Son of Lassie (April 20, 1945)

SonofLassieSon of Lassie could just as easily have been called Laddie Goes to War! In this follow-up to Lassie Come Home (1943), which starred Roddy McDowall and Elizabeth Taylor, Lassie has a son, named Laddie. Laddie grows ups, as does young Joe Carraclough, who was played by McDowall in the first film, but is here replaced by future Rat Pack member and Kennedy spouse Peter Lawford, whose slightly deformed arm kept him out of World War II. Joe joins the army, and Laddie tries to join up with him, but he cringes the first time blank cartridges are fired at his face, which disqualifies him as a canine soldier. When Joe is taken prisoner of war in Norway, however, Laddie … well, I don’t want to give anything away. (But if you’ve ever seen a “boy and his dog” movie before, you can probably predict what will happen.)

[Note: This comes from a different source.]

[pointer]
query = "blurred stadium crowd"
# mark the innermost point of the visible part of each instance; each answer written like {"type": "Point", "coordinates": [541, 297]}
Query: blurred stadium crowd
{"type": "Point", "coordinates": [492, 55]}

Various locations in Canada and the Colorado Rockies were used to replicate Norway. Never having been to Norway, I can’t say how well the substitutions work, but they are gorgeous, and look like something out of a storybook. If all you’re looking for is a beautiful Technicolor travelogue, Son of Lassie fits the bill.

I, on the other hand, was looking for something more. I am a huge dog lover, but I found Laddie to be a charmless buffoon. Also, all collies look alike to me, so his scenes with his mother Lassie were really confusing. Interestingly–and I didn’t know this until after I saw this movie–both Lassie and Laddie were played by the same dog, Pal, the male collie who played Lassie in Lassie Come Home. (For the scenes in this film in which Laddie appears with his mother, another collie filled in as Lassie.) Apparently every single dog who has played Lassie on film has been a descendant of Pal. Perhaps Laddie’s general dopiness isn’t Pal’s fault. It could just be the way the character is written. The same could be said for Joe, who also comes off as a bit of a dope. On the other hand, they are well suited for each other. Both are naive and somewhat incompetent, not to mention the fact that they sleep together, eat together, and share a bond that would be homoerotic if they weren’t from different species. Son of Lassie is a decent flick for kids, especially kids who love dogs, but the flat acting and bad dialogue don’t make it a first choice to rent for adults.